Wednesday, 10 August 2016

Café Society

Woody Allen keeps making films and I keep enjoying them, finding them more entertaining than most comedy dramas out there. 

In a voice that doesn’t quite sound like him, Allen narrates the story of Bobby Dorfman (Jesse Eisenberg), a young man from New York City seeking to start a new life working for his uncle Phil (Steve Carrell) in 1930’s Hollywood. Bobby falls in love with his uncle’s secretary, Vonnie (Kristen Stewart), but Vonnie is in love with someone else. Meanwhile, Bobby’s older brother, Ben, has moved up in New York City’s gangster world and has bought a nightclub. Ben offers Bobby the opportunity to help him run the nightclub. With his heart broken, Bobby accepts Ben’s offer and returns to NYC, where both his life and personality will change dramatically. 

I’ve left a lot out to avoid too many spoilers. The description above doesn’t sound very funny, and the romance is actually quite serious and sad, but there are many funny lines in this dialogue-heavy film. Especially funny is the violent dark comedy, though the violence is also a little disturbing. 

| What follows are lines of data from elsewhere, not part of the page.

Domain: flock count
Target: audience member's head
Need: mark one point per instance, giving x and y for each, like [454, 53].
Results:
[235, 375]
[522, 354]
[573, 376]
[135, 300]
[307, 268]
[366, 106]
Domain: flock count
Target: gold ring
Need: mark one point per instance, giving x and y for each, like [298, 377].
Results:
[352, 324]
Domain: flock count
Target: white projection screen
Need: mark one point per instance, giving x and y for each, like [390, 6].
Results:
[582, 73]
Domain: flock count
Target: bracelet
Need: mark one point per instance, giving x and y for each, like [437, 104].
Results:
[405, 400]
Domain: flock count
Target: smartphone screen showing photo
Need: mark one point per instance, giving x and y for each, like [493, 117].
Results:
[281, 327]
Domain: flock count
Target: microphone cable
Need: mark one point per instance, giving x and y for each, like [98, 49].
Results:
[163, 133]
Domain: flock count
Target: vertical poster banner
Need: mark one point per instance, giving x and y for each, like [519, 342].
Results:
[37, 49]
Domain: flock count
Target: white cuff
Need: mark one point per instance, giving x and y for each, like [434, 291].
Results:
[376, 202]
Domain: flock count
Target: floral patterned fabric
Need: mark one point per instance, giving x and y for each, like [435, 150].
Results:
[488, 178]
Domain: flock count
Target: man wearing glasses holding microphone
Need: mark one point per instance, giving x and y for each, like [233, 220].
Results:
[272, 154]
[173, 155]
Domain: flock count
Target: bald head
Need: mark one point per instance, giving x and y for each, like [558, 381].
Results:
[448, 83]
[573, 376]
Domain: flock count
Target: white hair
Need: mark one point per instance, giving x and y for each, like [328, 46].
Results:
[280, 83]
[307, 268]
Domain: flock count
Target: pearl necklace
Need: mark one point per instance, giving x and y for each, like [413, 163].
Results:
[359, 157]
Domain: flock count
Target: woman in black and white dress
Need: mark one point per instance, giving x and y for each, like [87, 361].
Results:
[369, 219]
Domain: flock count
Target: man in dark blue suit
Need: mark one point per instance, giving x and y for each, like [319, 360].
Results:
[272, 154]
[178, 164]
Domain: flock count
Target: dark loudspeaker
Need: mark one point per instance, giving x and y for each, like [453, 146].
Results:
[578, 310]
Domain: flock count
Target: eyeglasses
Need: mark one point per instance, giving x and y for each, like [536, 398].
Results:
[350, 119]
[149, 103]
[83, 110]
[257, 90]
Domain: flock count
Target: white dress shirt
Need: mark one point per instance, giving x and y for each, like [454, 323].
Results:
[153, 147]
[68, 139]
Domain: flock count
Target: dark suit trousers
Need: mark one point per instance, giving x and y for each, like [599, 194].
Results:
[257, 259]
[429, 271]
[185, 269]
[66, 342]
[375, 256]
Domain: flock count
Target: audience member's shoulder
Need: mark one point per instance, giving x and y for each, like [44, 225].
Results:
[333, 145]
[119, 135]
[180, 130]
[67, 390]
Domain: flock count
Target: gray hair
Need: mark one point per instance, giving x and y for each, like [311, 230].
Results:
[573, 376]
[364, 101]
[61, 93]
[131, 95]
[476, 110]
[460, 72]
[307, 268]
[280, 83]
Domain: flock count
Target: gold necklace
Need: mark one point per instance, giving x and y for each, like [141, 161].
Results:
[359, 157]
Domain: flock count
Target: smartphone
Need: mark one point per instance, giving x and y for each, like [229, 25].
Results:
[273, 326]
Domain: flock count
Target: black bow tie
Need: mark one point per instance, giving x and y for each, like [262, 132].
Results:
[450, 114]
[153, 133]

Café Society isn’t one of Allen’s better films. It’s rather lightweight, it misses opportunities to help us truly engage with the characters, and a number of scenes fall flat, causing the film to drag at points. But the actors mentioned above do their best with what Allen’s given them (with Stewart standing out) and there are more more scenes that worked for me than those which didn’t work. The highlight for me, however, was the extraordinary cinematography - a work of art. The gorgeous cinematography did its best to contribute to the creation of a 1930’s atmosphere, though the overall success of that atmosphere was limited. 

Without the great cinematography, this would have been a standard, enjoyable three-star Allen film, as many of his more recent films have been, but it was such a joy to just look at Café Society that I’m letting the film fall somewhere between *** and ***+. My mug is up.